Tuberculosis (TB) remains a major public health problem in China. Identification of NTM has been conducted only in a few clinical laboratories in China, so misdiagnosis and incorrect treatment are commonly given to the patients infected with NTM. As some of the NTM species are natively insensitive to the commonly used antituberculosis drugs, the NTM infected patients may be treated as drug-resistant TB, which result in some of the TB patients getting misdiagnosis and inappropriate therapy [8]. Once the anti-TB therapy fails, the treatment of NTM infection might be delayed several months or even more.
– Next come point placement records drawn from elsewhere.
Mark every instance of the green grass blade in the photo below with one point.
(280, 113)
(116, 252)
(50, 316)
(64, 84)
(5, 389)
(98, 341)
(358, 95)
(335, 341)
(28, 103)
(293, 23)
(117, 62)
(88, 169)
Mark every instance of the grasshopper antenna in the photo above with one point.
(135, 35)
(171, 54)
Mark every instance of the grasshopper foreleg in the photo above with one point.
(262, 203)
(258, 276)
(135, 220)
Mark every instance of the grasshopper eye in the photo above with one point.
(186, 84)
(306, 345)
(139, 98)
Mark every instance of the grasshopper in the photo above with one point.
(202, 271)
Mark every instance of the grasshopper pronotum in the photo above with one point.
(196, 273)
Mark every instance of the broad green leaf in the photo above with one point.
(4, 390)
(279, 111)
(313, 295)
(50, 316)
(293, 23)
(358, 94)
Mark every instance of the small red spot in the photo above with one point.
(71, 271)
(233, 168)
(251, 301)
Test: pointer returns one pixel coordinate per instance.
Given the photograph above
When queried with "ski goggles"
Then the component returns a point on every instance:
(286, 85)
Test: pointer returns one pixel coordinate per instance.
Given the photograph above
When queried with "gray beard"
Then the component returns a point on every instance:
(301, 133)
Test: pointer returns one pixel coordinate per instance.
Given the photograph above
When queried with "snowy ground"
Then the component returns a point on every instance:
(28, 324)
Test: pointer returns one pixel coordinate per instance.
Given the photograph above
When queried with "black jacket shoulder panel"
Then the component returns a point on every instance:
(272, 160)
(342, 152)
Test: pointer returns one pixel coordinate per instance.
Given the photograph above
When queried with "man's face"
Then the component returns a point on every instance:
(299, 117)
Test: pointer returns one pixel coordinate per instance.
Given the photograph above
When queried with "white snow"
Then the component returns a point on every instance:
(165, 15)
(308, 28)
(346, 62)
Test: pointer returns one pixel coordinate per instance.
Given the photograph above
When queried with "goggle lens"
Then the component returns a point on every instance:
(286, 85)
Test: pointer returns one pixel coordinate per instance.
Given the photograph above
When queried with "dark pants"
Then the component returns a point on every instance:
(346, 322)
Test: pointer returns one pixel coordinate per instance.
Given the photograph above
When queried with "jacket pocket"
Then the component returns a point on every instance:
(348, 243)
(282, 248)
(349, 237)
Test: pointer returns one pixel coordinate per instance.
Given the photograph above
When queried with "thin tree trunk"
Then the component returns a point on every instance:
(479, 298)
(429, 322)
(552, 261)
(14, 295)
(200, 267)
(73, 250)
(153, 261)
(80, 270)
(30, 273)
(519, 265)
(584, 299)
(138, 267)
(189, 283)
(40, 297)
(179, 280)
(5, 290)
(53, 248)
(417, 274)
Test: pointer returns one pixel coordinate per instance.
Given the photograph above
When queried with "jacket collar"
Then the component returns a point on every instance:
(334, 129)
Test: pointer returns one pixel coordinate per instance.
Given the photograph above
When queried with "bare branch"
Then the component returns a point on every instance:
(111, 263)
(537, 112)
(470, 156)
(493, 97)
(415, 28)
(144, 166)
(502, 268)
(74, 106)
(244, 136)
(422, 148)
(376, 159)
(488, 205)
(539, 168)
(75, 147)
That is why now increased awareness of NTM identification is important. Distinguishing the diseases caused by different pathogens to avoid misdiagnosis allows for accurate treatment. American Thoracic Society documents state that NTM should generally be identified to the species level [5]. In the current study, we collected 523 clinical NTM isolates from 8 provinces in China and identified them to species or subspecies level. These data may preliminarily provide an insight into the different species and distribution of NTM related to pulmonary disease in China and help to prevent treatment failure by underscoring the importance of differentiating mycobacterial species.
2. Materials and Methods
2.1. Ethics Statement
This study was approved by the Ethics Committee of the National Institute for Communicable Disease Control and Prevention, Chinese Center for Disease Control and Prevention. All participants provided written informed consent.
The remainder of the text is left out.